Carl Jung borrowed the Polynesian word “mana” to talk about the great impersonal power that imbues certain objects, images or archetypes with the ability to connect people with the holy, either outside them or within them …. Power, effectiveness, prestige, understood to be supernatural. It came to the psychological world by way of anthropologists reporting from Pacific Islander cultures.

In the Jewish scriptures, people would stack stones to mark a place. Lots of peoples do that. A pile of stones marks a place to remember. Some people get a tattoo to mark a time that feels set apart, blessed, full of power. The birth of a child, the memory of a dream, a realization or a vow.

We can mark the every day sacred moments in our families by lighting a family chalice before meals, or at the end of the day as we tell each other what we’re grateful for and what we wish we’d done better.
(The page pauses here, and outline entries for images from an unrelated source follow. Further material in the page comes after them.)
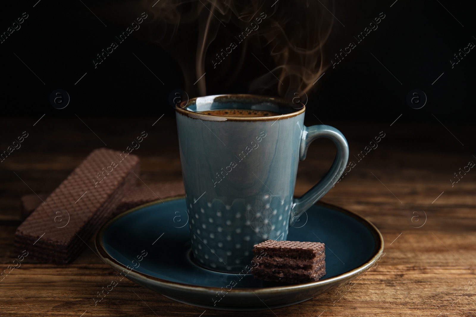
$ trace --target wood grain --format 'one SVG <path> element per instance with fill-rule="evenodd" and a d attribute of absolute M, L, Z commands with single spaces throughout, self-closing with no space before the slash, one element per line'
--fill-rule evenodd
<path fill-rule="evenodd" d="M 108 147 L 118 150 L 125 149 L 145 130 L 149 136 L 135 153 L 142 161 L 141 179 L 146 183 L 181 179 L 173 119 L 162 118 L 153 127 L 156 118 L 82 118 Z M 13 234 L 20 223 L 20 197 L 31 192 L 25 183 L 35 192 L 50 192 L 89 153 L 104 146 L 74 118 L 45 117 L 32 127 L 35 121 L 0 121 L 1 149 L 25 129 L 30 134 L 22 147 L 0 165 L 2 269 L 19 255 L 13 250 Z M 385 255 L 378 265 L 354 283 L 304 303 L 249 314 L 476 316 L 476 171 L 470 171 L 453 186 L 449 181 L 469 161 L 476 162 L 474 153 L 466 152 L 474 148 L 475 141 L 462 139 L 475 135 L 475 128 L 452 129 L 465 144 L 463 147 L 439 124 L 397 122 L 390 127 L 389 123 L 382 127 L 375 124 L 326 123 L 346 135 L 351 159 L 380 131 L 386 134 L 377 148 L 360 161 L 353 159 L 356 166 L 324 199 L 362 215 L 378 228 L 385 240 Z M 327 140 L 317 140 L 311 146 L 307 159 L 299 166 L 297 195 L 325 173 L 335 153 Z M 0 316 L 244 315 L 181 304 L 126 279 L 95 306 L 92 298 L 116 275 L 95 254 L 92 241 L 88 243 L 90 248 L 70 265 L 38 264 L 26 258 L 20 267 L 0 281 Z"/>

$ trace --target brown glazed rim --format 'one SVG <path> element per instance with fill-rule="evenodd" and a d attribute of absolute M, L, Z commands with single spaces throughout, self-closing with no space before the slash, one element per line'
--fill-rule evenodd
<path fill-rule="evenodd" d="M 123 270 L 124 269 L 127 269 L 126 266 L 124 265 L 119 261 L 111 257 L 110 255 L 106 251 L 104 246 L 102 244 L 102 237 L 104 236 L 105 232 L 109 227 L 115 222 L 119 218 L 124 217 L 126 215 L 133 212 L 138 209 L 140 209 L 146 207 L 159 203 L 162 203 L 165 202 L 175 200 L 176 199 L 180 199 L 185 198 L 185 196 L 177 196 L 165 199 L 163 200 L 163 201 L 155 201 L 151 202 L 143 205 L 138 206 L 127 211 L 124 211 L 123 212 L 117 215 L 112 219 L 109 220 L 107 222 L 103 225 L 100 229 L 99 229 L 99 231 L 96 236 L 96 239 L 95 240 L 96 248 L 99 254 L 99 257 L 105 263 L 109 264 L 109 265 L 118 271 Z M 228 292 L 229 293 L 230 293 L 231 294 L 235 293 L 239 294 L 253 291 L 258 295 L 261 294 L 265 293 L 276 294 L 281 292 L 286 293 L 287 291 L 289 291 L 293 290 L 311 289 L 314 287 L 318 285 L 321 286 L 331 285 L 335 283 L 339 282 L 342 283 L 346 280 L 347 280 L 347 279 L 348 279 L 350 277 L 352 276 L 355 276 L 357 277 L 360 274 L 365 272 L 371 266 L 373 265 L 379 259 L 380 256 L 383 252 L 384 238 L 382 236 L 382 234 L 380 233 L 380 231 L 378 231 L 378 229 L 377 229 L 373 223 L 357 213 L 355 213 L 346 209 L 344 209 L 344 208 L 337 207 L 335 205 L 326 203 L 320 201 L 317 202 L 315 204 L 318 206 L 326 207 L 328 208 L 331 208 L 335 210 L 338 211 L 343 213 L 345 213 L 354 218 L 367 227 L 369 231 L 370 231 L 372 233 L 372 235 L 374 238 L 374 241 L 375 242 L 375 247 L 374 248 L 373 252 L 372 252 L 372 255 L 370 256 L 370 258 L 365 263 L 361 264 L 360 266 L 357 268 L 353 269 L 350 271 L 339 274 L 337 276 L 329 278 L 329 279 L 326 279 L 319 280 L 315 282 L 310 282 L 309 283 L 305 283 L 300 284 L 291 285 L 288 286 L 262 288 L 238 288 L 237 289 L 233 289 Z M 128 269 L 128 270 L 129 270 Z M 210 291 L 212 292 L 215 292 L 221 290 L 220 288 L 217 287 L 186 284 L 182 283 L 162 279 L 161 279 L 148 275 L 145 273 L 138 272 L 133 269 L 128 274 L 134 276 L 135 278 L 139 279 L 142 279 L 149 281 L 153 281 L 155 283 L 158 283 L 164 287 L 175 288 L 176 289 L 180 289 L 182 290 L 187 290 L 192 292 Z"/>
<path fill-rule="evenodd" d="M 212 121 L 276 121 L 278 120 L 283 119 L 288 119 L 296 116 L 301 114 L 304 113 L 306 111 L 306 106 L 299 103 L 302 105 L 302 107 L 299 109 L 295 109 L 296 111 L 288 114 L 283 114 L 279 115 L 271 115 L 270 116 L 257 116 L 257 117 L 236 117 L 236 116 L 227 116 L 222 115 L 207 115 L 206 114 L 194 112 L 187 110 L 187 108 L 191 106 L 197 100 L 196 97 L 188 100 L 186 104 L 185 101 L 182 101 L 180 104 L 175 105 L 175 111 L 181 115 L 188 116 L 193 119 L 201 119 Z M 227 98 L 241 98 L 244 99 L 255 99 L 257 102 L 270 101 L 278 105 L 289 106 L 290 108 L 294 109 L 290 106 L 289 102 L 286 100 L 279 97 L 270 97 L 267 96 L 258 96 L 257 95 L 248 95 L 244 94 L 228 94 L 224 95 L 218 95 L 215 99 Z M 178 106 L 178 105 L 179 105 Z"/>

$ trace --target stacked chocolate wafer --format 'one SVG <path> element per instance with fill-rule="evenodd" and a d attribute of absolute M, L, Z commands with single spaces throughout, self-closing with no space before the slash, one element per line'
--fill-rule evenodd
<path fill-rule="evenodd" d="M 69 263 L 134 186 L 139 159 L 93 151 L 17 229 L 15 244 L 42 262 Z"/>
<path fill-rule="evenodd" d="M 324 243 L 268 240 L 255 245 L 255 278 L 289 283 L 317 281 L 326 274 Z"/>

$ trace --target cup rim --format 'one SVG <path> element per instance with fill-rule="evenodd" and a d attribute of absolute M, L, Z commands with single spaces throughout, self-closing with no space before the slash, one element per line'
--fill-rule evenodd
<path fill-rule="evenodd" d="M 269 96 L 262 96 L 259 95 L 251 95 L 248 94 L 225 94 L 223 95 L 215 95 L 208 96 L 205 96 L 208 97 L 215 97 L 215 98 L 222 97 L 226 98 L 227 97 L 232 97 L 234 98 L 239 97 L 243 99 L 254 99 L 257 101 L 263 102 L 265 101 L 270 101 L 272 103 L 277 103 L 278 105 L 283 106 L 288 106 L 292 109 L 294 109 L 290 103 L 285 99 L 280 97 L 273 97 Z M 302 107 L 294 110 L 292 112 L 287 114 L 282 114 L 278 115 L 261 116 L 256 117 L 239 117 L 239 116 L 228 116 L 225 115 L 208 115 L 207 114 L 199 112 L 195 112 L 187 110 L 187 108 L 193 104 L 197 98 L 203 97 L 195 97 L 192 98 L 186 101 L 184 101 L 179 104 L 175 105 L 175 111 L 178 113 L 186 116 L 189 117 L 194 119 L 200 119 L 212 121 L 276 121 L 278 120 L 287 119 L 296 116 L 301 114 L 304 113 L 306 111 L 306 106 L 299 103 L 302 106 Z M 214 98 L 214 99 L 215 98 Z"/>

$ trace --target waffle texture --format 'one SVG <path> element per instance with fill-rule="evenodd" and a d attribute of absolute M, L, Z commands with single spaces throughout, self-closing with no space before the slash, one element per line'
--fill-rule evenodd
<path fill-rule="evenodd" d="M 134 185 L 139 159 L 126 154 L 91 152 L 18 227 L 16 248 L 42 262 L 76 259 Z"/>
<path fill-rule="evenodd" d="M 254 246 L 252 268 L 255 279 L 301 283 L 317 281 L 326 275 L 324 243 L 268 240 Z"/>

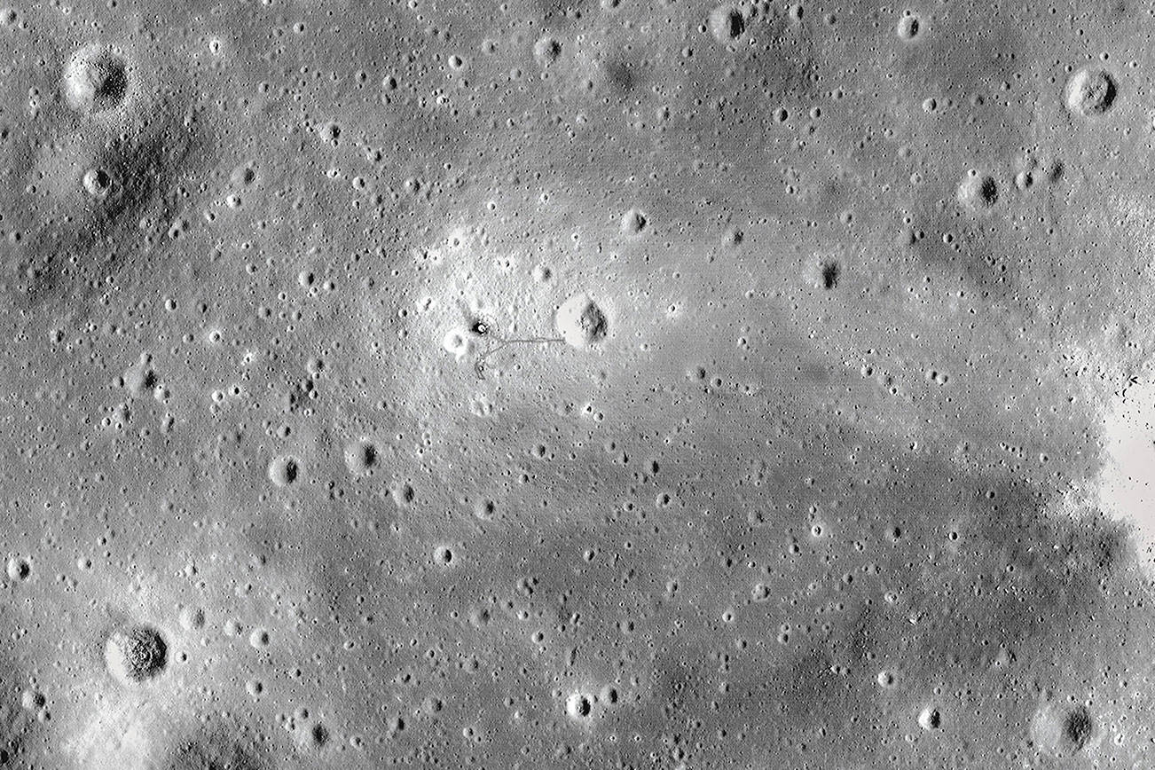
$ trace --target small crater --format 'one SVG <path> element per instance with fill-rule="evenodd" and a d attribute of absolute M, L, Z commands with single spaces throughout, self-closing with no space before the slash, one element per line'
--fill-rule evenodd
<path fill-rule="evenodd" d="M 359 439 L 345 444 L 345 468 L 355 476 L 368 473 L 378 464 L 377 444 L 367 439 Z"/>
<path fill-rule="evenodd" d="M 589 347 L 603 342 L 610 331 L 605 313 L 588 294 L 575 294 L 558 308 L 557 328 L 561 338 L 574 347 Z"/>
<path fill-rule="evenodd" d="M 1072 709 L 1071 712 L 1067 713 L 1066 719 L 1063 722 L 1064 738 L 1075 752 L 1081 752 L 1083 747 L 1090 742 L 1090 735 L 1094 732 L 1094 728 L 1095 726 L 1090 719 L 1090 711 L 1088 711 L 1085 705 Z"/>
<path fill-rule="evenodd" d="M 534 44 L 534 59 L 542 67 L 549 67 L 561 58 L 561 40 L 546 35 Z"/>
<path fill-rule="evenodd" d="M 832 291 L 839 287 L 839 278 L 842 276 L 842 268 L 837 260 L 822 260 L 820 266 L 822 275 L 822 289 Z"/>
<path fill-rule="evenodd" d="M 269 463 L 269 480 L 278 487 L 286 487 L 300 479 L 300 461 L 292 455 L 274 457 Z"/>
<path fill-rule="evenodd" d="M 971 169 L 959 184 L 957 199 L 963 208 L 971 211 L 990 210 L 999 202 L 999 184 L 991 174 Z"/>
<path fill-rule="evenodd" d="M 439 545 L 433 551 L 433 563 L 438 567 L 450 567 L 456 561 L 456 554 L 447 545 Z"/>
<path fill-rule="evenodd" d="M 566 698 L 566 715 L 571 719 L 587 722 L 594 716 L 594 701 L 586 693 L 571 693 Z"/>
<path fill-rule="evenodd" d="M 1102 67 L 1083 67 L 1067 81 L 1067 110 L 1083 118 L 1106 114 L 1118 96 L 1115 76 Z"/>
<path fill-rule="evenodd" d="M 8 575 L 8 580 L 23 583 L 32 578 L 32 562 L 24 556 L 8 556 L 5 573 Z"/>
<path fill-rule="evenodd" d="M 81 177 L 84 192 L 98 201 L 109 196 L 112 189 L 112 175 L 104 169 L 88 169 Z"/>
<path fill-rule="evenodd" d="M 644 211 L 632 208 L 621 215 L 621 232 L 626 236 L 640 236 L 649 225 L 649 217 Z"/>
<path fill-rule="evenodd" d="M 328 726 L 322 722 L 315 722 L 308 728 L 308 740 L 313 745 L 313 748 L 325 748 L 331 738 L 333 733 L 329 732 Z"/>
<path fill-rule="evenodd" d="M 65 102 L 76 112 L 95 114 L 119 107 L 128 94 L 128 67 L 109 46 L 89 44 L 65 65 Z"/>
<path fill-rule="evenodd" d="M 104 644 L 104 663 L 121 685 L 140 685 L 159 676 L 169 664 L 169 645 L 148 623 L 132 623 L 112 631 Z"/>
<path fill-rule="evenodd" d="M 900 40 L 917 39 L 923 31 L 923 22 L 914 12 L 907 10 L 902 14 L 902 18 L 899 20 L 895 27 L 895 35 L 899 36 Z"/>
<path fill-rule="evenodd" d="M 710 33 L 718 43 L 733 43 L 746 31 L 746 17 L 736 6 L 723 5 L 710 12 Z"/>

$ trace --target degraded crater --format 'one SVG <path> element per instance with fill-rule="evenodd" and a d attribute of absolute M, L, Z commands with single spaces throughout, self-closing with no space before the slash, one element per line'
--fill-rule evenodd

We mark the growth of children on the doorposts, we plant a tree for a birth or a death, we give a gift when we visit a friend, we send money when we are grateful or when we are determined to make a difference. All of these are ways to mark holy moments.

Is everything holy, as Peter Mayer’s song says? I love that idea, but I can’t be a dolphins and sunsets spiritual person. If nature is holy, then there are mosquitos, roaches, cancer, preons, and flesh-eating bacteria. Are those things holy? Is the divine in those things? Hinduism says god is the creator and destroyer. Are some things evil? This is an interesting question, but I don’t have the patience to spend any time on it. We are in times that try our souls. Many among us are grieving, upset, horrified at the separation of children from parents who have either done nothing illegal in asking for asylum, or who have committed a misdemeanor by crossing the border not at an entry point. We have been made to look at the behavior of people in our country going back to the beginning, slaughtering Native men, women and children, selling children away from their parents who were enslaved, forcing Native kids away from their families into schools where they were not allowed to speak their language, be with their parents or learn their culture.

We want to say “this is not us, ” but it has been. Those of you who are sorrowing, your sorrow is holy. The Divine is moving in it. You who are outraged, your rage is holy. The Divine is moving in it. Your brokenness is holy. Those of you who say “Don’t mourn, organize,” your determination is holy. The Divine is moving in it.

How do we learn to see the sacredness of our tears, our shouts, our planning and coordinating? Something becomes holy by the investment of heart and treasure, memory and experience. When we bring our hearts to a spring, to a hiking path, a rock, a view, a river, a church, we are recognizing the power in that place that comes from the love of people for that place, the openness of their hearts as they being them there. We can make our dinner table sacred by lighting our family chalice and taking a moment to be grateful to the earth, the farmworkers, the truckers and grocers whose job it is to bring us this experience of eating together. We could make our homes holy by keeping a bowl of water by the front door so we can dip our fingers into it in gratitude as we come in, or we can light a candle as we close our eyes for a moment in gratitude. I would love for you to tell me about what you do in your family to mark the moments where Divine wind blows through, where connection takes place, where relationships are strengthened, where grace is given. You are surrounded by miracles, as Whitman says, surrounded by as many holy things as you can see the holy in.